Dan and I are having trouble keeping our Netflix queue full. We just don’t hear of good movies to add to the queue as quickly as we watch the movies that are already in it. Most of the methods we’ve tried to find more movies we might like haven’t succeeded very well:
- Adding movies that look good in the trailers that come with other movies. This system works well for weeding out movies we *don’t* want to see, but there are some real duds out there whose only good moments are those incorporated into the trailer. Great trailer, lousy movie. Who was to know?
- Adding movies to the queue based on recommendations from friends. You’d think this would work really well, but we were surprised. Some of our extraordinary, smart, and delightful friends recommend the most ordinary and dull movies. In particular, we’ve learned never to trust the “hot” movies that everyone is seeing and talking about right now. By the time they make it to DVD they are no longer “hot” and often of little inherent worth.

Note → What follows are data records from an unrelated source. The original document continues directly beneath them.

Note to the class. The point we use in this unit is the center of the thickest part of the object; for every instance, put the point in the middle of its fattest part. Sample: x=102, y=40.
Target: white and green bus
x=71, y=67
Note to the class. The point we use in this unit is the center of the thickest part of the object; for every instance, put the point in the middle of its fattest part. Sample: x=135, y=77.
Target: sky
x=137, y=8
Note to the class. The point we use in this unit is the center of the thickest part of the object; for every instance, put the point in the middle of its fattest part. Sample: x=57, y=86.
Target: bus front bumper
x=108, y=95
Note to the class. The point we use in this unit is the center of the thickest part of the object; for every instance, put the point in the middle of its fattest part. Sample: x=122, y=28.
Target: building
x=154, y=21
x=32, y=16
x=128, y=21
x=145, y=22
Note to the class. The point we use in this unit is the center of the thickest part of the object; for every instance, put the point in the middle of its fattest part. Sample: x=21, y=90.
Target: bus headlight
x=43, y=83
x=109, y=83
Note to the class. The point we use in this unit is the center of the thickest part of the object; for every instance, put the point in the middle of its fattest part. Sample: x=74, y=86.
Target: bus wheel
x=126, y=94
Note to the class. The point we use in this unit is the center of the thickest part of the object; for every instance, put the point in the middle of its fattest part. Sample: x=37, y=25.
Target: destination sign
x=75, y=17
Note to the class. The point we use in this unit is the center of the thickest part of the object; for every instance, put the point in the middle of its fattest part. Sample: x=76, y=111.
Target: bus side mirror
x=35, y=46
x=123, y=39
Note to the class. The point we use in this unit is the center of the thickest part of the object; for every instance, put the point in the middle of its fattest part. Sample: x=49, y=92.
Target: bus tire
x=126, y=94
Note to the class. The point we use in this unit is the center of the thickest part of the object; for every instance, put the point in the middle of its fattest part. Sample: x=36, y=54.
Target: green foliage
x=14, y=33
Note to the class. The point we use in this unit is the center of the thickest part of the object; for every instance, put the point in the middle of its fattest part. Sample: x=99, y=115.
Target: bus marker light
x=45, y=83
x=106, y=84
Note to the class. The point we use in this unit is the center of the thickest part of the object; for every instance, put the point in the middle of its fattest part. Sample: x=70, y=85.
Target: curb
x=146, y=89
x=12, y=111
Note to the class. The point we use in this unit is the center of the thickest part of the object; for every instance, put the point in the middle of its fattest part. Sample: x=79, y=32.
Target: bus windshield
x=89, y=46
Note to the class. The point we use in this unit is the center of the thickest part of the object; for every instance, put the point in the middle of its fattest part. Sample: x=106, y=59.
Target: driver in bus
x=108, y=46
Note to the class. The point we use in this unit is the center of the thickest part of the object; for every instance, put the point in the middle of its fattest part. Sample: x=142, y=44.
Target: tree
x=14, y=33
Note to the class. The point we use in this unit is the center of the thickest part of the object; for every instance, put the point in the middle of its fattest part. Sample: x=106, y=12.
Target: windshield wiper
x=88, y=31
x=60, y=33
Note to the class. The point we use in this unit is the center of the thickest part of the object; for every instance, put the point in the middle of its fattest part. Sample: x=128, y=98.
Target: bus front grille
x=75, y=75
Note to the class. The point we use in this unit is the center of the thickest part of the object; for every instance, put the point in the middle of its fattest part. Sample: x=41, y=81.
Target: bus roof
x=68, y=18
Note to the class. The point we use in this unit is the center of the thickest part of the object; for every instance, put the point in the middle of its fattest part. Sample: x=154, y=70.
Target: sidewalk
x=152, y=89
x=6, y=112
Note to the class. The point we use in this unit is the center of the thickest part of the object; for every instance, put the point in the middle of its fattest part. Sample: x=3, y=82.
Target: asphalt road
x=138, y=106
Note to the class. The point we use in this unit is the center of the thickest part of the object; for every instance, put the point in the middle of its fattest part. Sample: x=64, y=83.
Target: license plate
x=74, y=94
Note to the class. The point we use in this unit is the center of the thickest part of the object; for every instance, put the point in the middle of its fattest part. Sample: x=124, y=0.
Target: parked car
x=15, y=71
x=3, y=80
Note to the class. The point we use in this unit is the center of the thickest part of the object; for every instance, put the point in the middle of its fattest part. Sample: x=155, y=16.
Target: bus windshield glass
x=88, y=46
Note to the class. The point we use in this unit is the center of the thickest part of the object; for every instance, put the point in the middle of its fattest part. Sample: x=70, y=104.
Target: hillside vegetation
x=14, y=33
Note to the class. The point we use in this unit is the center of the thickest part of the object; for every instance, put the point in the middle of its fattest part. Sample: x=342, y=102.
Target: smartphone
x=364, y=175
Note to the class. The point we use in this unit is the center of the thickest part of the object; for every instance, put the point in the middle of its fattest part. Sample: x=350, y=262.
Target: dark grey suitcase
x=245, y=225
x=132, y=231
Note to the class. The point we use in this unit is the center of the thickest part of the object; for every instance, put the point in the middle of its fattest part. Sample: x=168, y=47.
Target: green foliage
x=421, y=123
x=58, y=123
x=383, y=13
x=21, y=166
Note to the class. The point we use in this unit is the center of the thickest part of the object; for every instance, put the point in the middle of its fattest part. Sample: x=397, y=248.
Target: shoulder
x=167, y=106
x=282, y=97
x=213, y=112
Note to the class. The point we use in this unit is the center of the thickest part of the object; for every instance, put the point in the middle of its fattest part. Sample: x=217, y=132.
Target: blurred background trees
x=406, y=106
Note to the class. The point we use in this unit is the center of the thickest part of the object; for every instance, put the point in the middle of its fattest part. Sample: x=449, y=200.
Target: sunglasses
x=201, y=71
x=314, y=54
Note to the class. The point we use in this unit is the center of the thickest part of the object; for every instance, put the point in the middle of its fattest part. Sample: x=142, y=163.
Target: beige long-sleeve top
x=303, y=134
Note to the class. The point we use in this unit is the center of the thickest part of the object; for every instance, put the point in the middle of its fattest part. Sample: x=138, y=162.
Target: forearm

- Using the Netflix recommendations (“Movies You’ll ‘Heart’”). The results of this, as nearly as I can tell, are totally random and useless.
- Adding movies directed by the same person as other movies we like. This isn’t a bad system if the director is consistently good. For example, Ridley Scott was, for the most part, a great success for us. However, any director’s oeuvre is limited, but our Netflix queue never ends.
But finally we have hit upon a system that works.
We ask my mother.
She is unerringly on the mark.
It’s gotten kind of scary. Dan always puts my mother’s recommendations at the top of the queue. And we always really like them. I think my mother is nervous now about recommending additional movies to us. The stakes keep getting higher.
Her most recent success was Vantage Point, a movie that tells the story of an attempted terrorist coup from a number of different but unexpectedly related perspectives, each layer adding depth and complexity to the story. It’s also a nonstop action movie that would do the TV series 24—the only ongoing TV show that I like—proud.
The movie that this reminds me of the most is Crash, which portrays the multifaceted interactions in the lives of a number of complete strangers in Los Angeles, some of whom meet by automobile crash or hijacking and some of whom never meet. We actually saw Crash twice, and enjoyed it both times. Frighteningly, this was another of my mother’s recommendations. Tonight I discovered that there is a name for this type of movie, and there are members of the genre Dan and I haven’t yet seen. Food for the queue monster.
Other movies that share this quality are Memento, Run Lola Run, and Babel. We liked all of these, too. I wish there were a Web site where you could enter the names of some particular movies, and it would tell you others that are in some way similar.
But meanwhile, Mom, you’ve scored again. Please keep those recommendations coming.
And, dear reader, I’m open to *your* recommendations, too!